W niedzielne popołudnie AZS Białystok wygrał pierwszy mecz w tym sezonie ORLEN Ligi, pokonując na wyjeździe Siódemkę Legionovia Legionowo 3:1 (25:17, 25:19, 20:25, 25:22). W ostatniej partii gospodynie prowadziły już 10:3, jednak podopieczne trenera Czesława Tobolskiego doprowadziły do wyrównania, a potem wygranej. O ocenę meczu poprosiliśmy przyjmującą Siódemki Legionovii Annę Sołodkowicz.
ORLEN Liga: Po dwóch pierwszych przegranych setach podniosłyście się, trzeciego wygrałyście, pewnie prowadziłyście w czwartej partii 10:3, której jednak nie udało wam się wygrać i doprowadzić do tie-breaka.
Anna Sołodkowicz: Co się stało w czwartym secie? Popełniłyśmy bardzo dużo własnych, niewymuszonych błędów. To w kocówce zaważyło na wyniku tej partii.

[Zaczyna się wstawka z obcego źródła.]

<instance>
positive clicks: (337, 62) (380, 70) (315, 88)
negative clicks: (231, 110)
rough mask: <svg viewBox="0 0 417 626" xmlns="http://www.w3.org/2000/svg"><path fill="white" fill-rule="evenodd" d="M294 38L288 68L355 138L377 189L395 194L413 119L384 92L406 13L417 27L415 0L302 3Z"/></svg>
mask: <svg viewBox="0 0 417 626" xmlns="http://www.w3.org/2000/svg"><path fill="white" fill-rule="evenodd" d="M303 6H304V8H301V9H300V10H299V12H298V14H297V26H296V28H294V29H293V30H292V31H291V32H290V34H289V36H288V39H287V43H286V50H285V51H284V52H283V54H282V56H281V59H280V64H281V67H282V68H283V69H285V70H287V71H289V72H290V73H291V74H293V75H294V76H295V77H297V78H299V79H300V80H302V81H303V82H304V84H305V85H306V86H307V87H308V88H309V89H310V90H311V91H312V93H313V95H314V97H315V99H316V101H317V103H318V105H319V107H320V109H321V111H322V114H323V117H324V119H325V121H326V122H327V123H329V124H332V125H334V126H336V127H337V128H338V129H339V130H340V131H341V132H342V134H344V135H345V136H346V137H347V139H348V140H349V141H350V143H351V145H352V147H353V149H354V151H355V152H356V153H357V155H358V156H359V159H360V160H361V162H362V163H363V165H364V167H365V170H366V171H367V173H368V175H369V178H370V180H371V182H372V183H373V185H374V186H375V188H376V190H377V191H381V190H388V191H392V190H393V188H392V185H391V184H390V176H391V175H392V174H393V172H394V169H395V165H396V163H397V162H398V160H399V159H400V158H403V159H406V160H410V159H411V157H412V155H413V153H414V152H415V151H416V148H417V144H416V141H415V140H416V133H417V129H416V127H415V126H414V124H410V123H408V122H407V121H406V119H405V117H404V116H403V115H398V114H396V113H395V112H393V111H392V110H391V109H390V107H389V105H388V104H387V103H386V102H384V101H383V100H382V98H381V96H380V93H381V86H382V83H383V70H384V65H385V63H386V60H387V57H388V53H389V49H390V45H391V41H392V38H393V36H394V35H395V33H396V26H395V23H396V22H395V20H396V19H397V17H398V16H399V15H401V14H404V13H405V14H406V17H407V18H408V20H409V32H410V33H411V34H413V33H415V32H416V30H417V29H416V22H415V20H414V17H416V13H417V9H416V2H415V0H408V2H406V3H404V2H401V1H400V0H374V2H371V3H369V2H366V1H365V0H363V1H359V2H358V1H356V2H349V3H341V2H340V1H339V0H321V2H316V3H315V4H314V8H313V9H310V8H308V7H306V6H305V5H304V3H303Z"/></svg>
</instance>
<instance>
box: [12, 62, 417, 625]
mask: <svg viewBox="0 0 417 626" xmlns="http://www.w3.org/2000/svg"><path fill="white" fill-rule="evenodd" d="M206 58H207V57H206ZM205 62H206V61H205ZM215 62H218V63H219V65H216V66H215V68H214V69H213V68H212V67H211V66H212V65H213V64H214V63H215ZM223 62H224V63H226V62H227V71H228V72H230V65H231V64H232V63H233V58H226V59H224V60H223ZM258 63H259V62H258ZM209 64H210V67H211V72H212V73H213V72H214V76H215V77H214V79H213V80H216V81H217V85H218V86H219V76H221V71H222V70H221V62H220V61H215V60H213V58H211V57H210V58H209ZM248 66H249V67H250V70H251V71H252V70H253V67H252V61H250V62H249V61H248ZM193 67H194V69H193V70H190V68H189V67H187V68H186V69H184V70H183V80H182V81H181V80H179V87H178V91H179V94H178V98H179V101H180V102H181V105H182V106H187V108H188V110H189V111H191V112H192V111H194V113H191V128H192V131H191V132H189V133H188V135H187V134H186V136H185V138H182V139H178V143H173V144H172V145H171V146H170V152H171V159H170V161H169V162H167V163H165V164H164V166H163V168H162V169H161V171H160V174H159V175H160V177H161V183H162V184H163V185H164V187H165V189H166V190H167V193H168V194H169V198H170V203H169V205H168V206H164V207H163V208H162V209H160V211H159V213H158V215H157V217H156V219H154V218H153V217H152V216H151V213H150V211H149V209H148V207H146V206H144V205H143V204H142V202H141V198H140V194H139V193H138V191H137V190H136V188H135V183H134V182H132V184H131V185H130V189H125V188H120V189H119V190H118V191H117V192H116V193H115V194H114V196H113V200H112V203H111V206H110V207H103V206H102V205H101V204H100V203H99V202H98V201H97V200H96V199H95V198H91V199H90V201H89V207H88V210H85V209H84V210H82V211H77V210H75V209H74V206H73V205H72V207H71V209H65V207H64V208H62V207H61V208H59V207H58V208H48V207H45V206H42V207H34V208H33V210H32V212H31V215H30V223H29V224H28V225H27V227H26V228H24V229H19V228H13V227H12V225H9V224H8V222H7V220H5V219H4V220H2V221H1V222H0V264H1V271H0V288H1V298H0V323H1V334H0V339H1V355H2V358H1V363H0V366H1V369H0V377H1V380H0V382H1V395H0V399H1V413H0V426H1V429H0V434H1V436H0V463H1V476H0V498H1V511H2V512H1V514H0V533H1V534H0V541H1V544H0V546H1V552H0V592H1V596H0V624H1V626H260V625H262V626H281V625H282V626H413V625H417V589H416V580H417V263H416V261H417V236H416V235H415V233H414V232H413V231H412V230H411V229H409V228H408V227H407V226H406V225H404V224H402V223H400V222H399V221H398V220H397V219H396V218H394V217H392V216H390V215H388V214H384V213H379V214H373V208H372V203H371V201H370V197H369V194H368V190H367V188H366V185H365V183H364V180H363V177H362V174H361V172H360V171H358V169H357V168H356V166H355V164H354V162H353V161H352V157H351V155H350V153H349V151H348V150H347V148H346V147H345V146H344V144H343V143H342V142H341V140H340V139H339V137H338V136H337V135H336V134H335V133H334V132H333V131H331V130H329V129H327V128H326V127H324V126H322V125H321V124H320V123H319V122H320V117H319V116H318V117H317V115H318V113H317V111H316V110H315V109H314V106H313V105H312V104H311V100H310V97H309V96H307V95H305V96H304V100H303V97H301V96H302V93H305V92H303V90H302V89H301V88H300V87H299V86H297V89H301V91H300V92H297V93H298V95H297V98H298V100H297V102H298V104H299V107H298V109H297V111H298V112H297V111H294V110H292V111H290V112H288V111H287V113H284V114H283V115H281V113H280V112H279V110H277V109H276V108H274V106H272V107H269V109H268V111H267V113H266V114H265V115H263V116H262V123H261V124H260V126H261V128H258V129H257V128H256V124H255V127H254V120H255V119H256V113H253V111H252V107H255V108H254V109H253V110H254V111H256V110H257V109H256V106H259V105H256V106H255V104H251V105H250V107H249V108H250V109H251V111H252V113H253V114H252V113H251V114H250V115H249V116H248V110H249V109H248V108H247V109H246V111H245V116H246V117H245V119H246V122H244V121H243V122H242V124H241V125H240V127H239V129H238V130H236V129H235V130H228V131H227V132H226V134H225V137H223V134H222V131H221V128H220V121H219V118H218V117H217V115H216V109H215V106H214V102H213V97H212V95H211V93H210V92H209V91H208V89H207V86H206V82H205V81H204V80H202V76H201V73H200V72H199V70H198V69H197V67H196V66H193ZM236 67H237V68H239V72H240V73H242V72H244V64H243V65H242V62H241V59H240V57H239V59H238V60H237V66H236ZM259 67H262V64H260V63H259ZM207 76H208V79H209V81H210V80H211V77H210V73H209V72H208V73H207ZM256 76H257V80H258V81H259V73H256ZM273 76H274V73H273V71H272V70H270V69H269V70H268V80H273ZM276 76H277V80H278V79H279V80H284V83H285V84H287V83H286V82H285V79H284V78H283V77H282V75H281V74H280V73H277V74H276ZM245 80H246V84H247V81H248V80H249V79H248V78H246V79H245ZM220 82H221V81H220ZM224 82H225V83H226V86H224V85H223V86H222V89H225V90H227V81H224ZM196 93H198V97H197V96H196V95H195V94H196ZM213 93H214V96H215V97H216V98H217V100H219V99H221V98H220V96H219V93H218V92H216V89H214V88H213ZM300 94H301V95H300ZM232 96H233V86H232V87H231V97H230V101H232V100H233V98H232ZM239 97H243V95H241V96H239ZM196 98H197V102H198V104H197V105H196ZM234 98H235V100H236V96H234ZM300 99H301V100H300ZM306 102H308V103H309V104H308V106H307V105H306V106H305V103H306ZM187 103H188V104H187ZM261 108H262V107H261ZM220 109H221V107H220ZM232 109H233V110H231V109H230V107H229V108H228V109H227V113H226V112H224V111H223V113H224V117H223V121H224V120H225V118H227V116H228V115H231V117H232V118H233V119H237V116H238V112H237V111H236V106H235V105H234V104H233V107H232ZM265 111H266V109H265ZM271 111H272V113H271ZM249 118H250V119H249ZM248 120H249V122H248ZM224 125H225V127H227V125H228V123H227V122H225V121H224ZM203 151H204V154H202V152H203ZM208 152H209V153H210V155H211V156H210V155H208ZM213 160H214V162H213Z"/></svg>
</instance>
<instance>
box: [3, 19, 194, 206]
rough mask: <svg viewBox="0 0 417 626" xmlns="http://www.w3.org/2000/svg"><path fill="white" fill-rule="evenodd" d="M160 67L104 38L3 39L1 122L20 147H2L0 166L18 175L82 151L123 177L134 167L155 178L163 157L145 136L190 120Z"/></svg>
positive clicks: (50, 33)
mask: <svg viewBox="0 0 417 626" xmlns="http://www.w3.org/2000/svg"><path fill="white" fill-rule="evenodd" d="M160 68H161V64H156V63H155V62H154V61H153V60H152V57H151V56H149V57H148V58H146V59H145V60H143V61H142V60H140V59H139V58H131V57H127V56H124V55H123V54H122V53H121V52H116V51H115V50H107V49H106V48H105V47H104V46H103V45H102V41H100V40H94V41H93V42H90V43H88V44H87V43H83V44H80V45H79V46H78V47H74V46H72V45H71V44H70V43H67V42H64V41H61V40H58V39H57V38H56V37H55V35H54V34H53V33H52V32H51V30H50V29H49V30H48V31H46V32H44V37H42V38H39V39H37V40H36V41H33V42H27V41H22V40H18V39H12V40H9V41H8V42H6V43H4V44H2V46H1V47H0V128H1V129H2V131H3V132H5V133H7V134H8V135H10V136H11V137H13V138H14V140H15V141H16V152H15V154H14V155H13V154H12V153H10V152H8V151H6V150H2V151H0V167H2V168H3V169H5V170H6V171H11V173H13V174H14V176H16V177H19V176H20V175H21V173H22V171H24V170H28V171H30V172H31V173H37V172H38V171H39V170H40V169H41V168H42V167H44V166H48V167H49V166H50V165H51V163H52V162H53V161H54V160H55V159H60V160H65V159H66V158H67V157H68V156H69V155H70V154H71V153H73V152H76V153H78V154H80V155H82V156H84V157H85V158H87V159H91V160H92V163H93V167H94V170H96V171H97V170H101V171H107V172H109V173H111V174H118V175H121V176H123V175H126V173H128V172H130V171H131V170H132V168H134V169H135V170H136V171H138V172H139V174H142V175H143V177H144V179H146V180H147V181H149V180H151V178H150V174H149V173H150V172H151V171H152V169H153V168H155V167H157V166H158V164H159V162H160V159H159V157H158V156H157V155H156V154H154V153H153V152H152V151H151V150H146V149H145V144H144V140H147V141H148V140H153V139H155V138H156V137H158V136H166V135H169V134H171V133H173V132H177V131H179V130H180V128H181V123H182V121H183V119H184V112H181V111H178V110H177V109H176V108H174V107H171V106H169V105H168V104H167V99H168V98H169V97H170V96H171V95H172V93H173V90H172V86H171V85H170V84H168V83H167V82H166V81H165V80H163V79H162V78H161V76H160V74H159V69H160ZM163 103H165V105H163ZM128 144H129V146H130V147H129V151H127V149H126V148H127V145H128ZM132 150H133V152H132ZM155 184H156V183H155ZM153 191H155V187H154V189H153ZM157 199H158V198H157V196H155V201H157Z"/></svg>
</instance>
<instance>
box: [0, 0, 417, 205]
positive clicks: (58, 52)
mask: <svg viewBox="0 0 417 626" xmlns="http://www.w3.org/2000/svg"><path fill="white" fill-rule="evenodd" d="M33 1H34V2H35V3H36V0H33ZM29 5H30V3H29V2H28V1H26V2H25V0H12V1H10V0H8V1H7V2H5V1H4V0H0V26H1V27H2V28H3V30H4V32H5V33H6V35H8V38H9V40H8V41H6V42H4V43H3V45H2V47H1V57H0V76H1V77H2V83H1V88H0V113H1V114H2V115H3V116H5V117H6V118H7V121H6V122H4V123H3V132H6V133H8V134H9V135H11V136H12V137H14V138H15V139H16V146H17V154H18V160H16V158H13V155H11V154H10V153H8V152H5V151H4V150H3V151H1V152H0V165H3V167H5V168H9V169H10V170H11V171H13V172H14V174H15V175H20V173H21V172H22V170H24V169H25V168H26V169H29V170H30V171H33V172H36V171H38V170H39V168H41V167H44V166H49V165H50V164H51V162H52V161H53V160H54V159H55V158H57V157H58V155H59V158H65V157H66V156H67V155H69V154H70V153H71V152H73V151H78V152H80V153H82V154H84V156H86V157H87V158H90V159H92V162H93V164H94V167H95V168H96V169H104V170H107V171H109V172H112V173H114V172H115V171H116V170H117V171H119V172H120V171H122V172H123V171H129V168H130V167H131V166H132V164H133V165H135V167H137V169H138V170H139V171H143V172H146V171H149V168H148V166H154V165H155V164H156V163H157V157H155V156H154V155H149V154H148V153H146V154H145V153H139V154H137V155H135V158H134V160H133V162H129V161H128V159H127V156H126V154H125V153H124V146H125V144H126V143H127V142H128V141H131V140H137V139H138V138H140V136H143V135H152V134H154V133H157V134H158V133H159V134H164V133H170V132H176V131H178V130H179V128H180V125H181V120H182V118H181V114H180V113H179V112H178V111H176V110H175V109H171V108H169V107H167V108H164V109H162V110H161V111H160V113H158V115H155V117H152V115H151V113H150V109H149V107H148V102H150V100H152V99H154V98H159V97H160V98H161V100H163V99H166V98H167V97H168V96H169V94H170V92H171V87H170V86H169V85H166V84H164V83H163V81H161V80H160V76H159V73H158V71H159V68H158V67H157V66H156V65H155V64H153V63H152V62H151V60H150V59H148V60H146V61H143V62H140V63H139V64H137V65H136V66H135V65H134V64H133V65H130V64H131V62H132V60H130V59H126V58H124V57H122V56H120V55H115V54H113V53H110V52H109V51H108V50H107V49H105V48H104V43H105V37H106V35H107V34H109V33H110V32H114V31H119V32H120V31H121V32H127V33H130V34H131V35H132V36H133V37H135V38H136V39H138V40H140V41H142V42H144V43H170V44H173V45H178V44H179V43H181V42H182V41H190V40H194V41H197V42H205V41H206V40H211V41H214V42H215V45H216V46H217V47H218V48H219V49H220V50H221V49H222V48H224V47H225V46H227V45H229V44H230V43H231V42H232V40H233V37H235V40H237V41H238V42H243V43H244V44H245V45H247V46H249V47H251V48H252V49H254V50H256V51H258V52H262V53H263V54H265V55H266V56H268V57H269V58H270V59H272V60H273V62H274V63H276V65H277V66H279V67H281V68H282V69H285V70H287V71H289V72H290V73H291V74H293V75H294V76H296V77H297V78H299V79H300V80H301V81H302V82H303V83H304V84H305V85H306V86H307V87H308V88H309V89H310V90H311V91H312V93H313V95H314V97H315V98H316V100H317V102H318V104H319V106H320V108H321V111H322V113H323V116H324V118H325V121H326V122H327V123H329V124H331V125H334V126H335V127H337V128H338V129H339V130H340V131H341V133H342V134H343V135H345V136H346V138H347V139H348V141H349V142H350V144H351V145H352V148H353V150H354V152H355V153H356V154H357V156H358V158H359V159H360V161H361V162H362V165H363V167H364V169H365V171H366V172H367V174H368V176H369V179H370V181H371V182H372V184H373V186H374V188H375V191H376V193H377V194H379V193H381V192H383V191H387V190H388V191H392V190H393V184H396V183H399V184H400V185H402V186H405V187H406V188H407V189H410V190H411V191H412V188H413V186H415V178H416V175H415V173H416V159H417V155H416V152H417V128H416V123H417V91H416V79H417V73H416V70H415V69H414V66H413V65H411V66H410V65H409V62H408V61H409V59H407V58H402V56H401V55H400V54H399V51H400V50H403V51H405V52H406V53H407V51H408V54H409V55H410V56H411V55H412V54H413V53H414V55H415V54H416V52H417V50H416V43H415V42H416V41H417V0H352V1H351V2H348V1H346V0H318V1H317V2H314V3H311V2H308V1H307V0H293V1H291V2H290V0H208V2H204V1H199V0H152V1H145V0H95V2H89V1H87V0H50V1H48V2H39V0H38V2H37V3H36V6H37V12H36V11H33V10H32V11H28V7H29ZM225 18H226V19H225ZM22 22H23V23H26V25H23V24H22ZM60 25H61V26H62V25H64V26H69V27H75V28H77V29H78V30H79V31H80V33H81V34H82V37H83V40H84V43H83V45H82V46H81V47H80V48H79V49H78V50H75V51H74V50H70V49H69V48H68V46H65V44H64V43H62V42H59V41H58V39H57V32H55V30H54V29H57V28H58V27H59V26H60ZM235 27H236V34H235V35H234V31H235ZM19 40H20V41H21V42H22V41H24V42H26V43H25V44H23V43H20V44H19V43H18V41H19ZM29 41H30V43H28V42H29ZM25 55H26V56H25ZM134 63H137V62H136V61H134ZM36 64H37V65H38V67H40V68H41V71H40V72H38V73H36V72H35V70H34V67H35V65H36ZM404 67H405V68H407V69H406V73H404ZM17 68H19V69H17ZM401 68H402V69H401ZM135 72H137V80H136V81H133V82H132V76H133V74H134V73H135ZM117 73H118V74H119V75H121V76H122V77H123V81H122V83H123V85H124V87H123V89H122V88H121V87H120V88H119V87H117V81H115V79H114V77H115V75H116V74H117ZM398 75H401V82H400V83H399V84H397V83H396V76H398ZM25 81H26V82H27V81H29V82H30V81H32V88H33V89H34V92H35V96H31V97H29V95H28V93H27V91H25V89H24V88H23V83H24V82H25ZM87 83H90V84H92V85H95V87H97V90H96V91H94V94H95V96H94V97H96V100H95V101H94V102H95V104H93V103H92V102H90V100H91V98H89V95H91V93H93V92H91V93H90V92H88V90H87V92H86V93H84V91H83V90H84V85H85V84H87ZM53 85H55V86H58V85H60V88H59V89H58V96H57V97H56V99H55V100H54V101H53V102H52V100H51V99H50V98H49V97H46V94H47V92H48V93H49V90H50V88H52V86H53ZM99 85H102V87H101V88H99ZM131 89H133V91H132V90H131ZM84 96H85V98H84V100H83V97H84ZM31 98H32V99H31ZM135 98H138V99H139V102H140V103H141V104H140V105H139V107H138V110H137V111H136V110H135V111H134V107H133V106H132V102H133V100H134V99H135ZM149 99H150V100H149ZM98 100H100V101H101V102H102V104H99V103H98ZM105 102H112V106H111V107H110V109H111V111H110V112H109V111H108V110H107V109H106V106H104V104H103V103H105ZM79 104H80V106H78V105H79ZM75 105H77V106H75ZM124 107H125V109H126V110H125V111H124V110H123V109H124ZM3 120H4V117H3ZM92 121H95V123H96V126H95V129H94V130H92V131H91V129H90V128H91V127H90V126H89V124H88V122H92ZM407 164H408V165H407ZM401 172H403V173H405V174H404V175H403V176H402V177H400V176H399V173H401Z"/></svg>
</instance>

Przeciwniczki też się nie poddały, nie popełniały tylu błędów i wygrały set i tym samym całe spotkanie.
- Czy w czwartym secie, przy tak znacznym prowadzeniu, nie pojawiła się myśl, że jest już wygrany i macie zapewniony podział punktów?
- Nie, zdecydowanie nie. Generalnie już wcześniej wypracowałyśmy sobie przewagę i niestety systematycznie traciłyśmy punkty no i w końcówce nie uniknęłyśmy własnych pomyłek.
- Jak oceniłaby Pani niedzielne spotkanie?
- Ciężko mi jest to oceniać z perspektywy boiska. Przeciwniczki na pewno miały o wiele lepszą zagrywkę niż my. Nam jej zabrakło. Grałyśmy też bez przyjęcia, więc niewiele mogłyśmy zrobić na boisku. Nie potrafiłyśmy Białegostoku odrzucić od siatki.
- Czy Magdalena Saad, która dołączyła niedawno do drużyny, będzie miała to przyjęcie poprawić?
- O tym, czy pomoże, to się okaże, jak zacznie grać.
- Jakie nastroje panują przed ostatnim meczem pierwszej fazy rundy zasadniczej?
- Na pewno są bojowe. Nie możemy się teraz poddać. W niedzielę przegrałyśmy, trudno. To jest sport. Przed nami kolejny mecz, w którym będziemy chciały za wszelką cenę wygrać za trzy punkty.